No segundo piso dedicado à exposição, a evidência da palavra na ausência da escrita encontra-se presente na instalação de Dalila Gonçalves, Amontoar em Carga e Descarga (2015), na qual mediante um processo de trabalho de dissecação e (re)descoberta de materiais quotidianos, a artista revela o que os torna únicos pelas histórias que encerram e funções primordiais. Refletindo a importância da memória, da ideia de tempo e da sua passagem, observamos uma série de canetas Bic usadas que, fixas na parede, se arqueiam conforme a quantidade de tinta que encerram, no que se assemelha ao desenho de uma paisagem. Numa outra obra da artista, O tempo dos outros às vezes é o meu (2019) deixamo-nos atrair pela forma cilíndrica e serpenteante que se estende pelo piso da galeria, para nos surpreendermos com uma extensa coleção de senhas de loja que, agrupadas num novo suporte, adquirem uma morfologia que as distancia da sua função original. Na mesma sala, destaque para a presença de obras cuja narratividade surge de elementos paratextuais que no campo pictórico apelam a novas leituras: Um bilhete p/ubiquidade (2003) de Jorge Martins, onde a expressão do tempo volta a ser explorada; Dois amigos (1982) de Julião Sarmento e Blind Image #177 (2010) de João Louro, cuja legenda – proveniente de um filme – incita à imaginação do espectador, enquanto a camada acrílica e reflexiva da tela o espelha, integrando-o no trabalho.

O convite ao universo imagético do observador prossegue no terceiro piso da mostra em obras como Untitled 2016, de Gonçalo Barreiros: setes linhas de dimensões variáveis em ferro pintado que, inscritas na parede, exploram capacidades transfiguravas e evocam o universo literário e linguístico ao representarem o que se assemelha a um texto rasurado a spray, numa espécie de trompe l’oeil pictórico realizado em escultura.
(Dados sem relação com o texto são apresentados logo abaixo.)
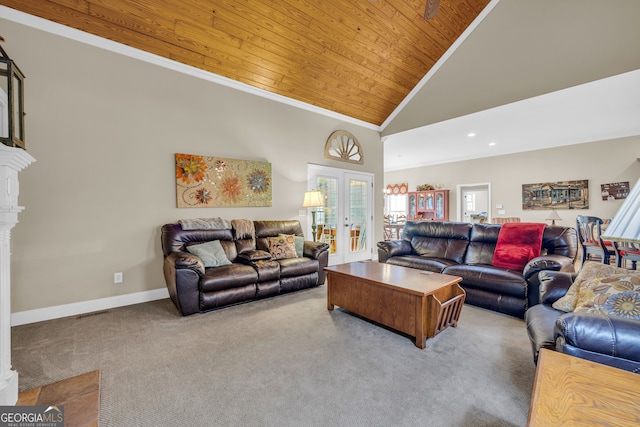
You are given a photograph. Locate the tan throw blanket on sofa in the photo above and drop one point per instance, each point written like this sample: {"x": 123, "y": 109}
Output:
{"x": 205, "y": 224}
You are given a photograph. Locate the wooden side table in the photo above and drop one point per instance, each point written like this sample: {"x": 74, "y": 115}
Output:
{"x": 570, "y": 391}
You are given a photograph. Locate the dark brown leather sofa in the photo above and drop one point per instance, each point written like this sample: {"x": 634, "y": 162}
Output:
{"x": 609, "y": 340}
{"x": 251, "y": 275}
{"x": 466, "y": 250}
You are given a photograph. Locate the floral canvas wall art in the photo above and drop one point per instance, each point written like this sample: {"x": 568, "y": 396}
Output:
{"x": 216, "y": 182}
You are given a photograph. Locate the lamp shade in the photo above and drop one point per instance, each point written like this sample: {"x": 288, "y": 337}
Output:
{"x": 553, "y": 216}
{"x": 313, "y": 199}
{"x": 625, "y": 225}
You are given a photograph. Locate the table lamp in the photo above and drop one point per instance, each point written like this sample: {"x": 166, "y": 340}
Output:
{"x": 553, "y": 216}
{"x": 313, "y": 199}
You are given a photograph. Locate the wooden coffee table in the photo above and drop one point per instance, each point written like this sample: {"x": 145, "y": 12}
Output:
{"x": 416, "y": 302}
{"x": 569, "y": 391}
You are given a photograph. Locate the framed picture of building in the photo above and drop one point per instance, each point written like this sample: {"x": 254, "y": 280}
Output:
{"x": 615, "y": 190}
{"x": 556, "y": 195}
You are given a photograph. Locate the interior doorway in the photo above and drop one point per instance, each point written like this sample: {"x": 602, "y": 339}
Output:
{"x": 474, "y": 202}
{"x": 345, "y": 221}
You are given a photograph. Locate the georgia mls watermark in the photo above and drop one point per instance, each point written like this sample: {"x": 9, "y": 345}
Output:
{"x": 31, "y": 416}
A questão do texto e da sua essência visual é-nos oferecida no poema visual de Catarina Dias que explora a reafirmação da palavra como forma e linguagem. Convidando o espectador a ocupar o espaço vazio das letras recortadas, a obra impõe-se como projeção que se estende à parede apresentando-nos um duplo, um desenho que se encontra num outro lugar físico. Destaque para a relação curiosa entre a expressão verbal e gestual da escultura Study for Paranomia (2018) de Andreia Santana, um desenho espacial que se parece materializar enquanto eco visual na série de desenhos de Rui Sanches, nos quais reconhecemos a presença da letra enquanto signo. A encerrar a exposição no CACC, somos confrontados com o humor e a ironia da peça de inspiração readymade de Ana Jotta e Pedro Casqueiro, Solitaire Universel (1994) que, composta por caixas de cassetes manipuladas, apresenta-nos a palavra enquanto campo fértil capaz de criar uma série de narrativas e possibilidades através da sequência de palavras que compõem a obra.
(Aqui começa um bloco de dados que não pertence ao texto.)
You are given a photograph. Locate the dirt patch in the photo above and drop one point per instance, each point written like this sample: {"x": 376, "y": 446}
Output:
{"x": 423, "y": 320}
Convidando a uma leitura narrativa e expandida da linguagem e do corpo, Um Silabário por Reconstruir estende-se à Sala da Cidade com duas obras de Rui Chafes – Debaixo da pele XIV (1992) e Estrada do sonho (1997) – e o resultado da performance Queda, Evento, Composição, Figura II de Vera Mota, que aconteceu no dia da inauguração, cujo vestígio e registo de materiais se assume enquanto partitura/composição, evocando a ideia de linguagem enquanto lugar de resistência.

A exposição pode ser visitada até dia 18 de maio.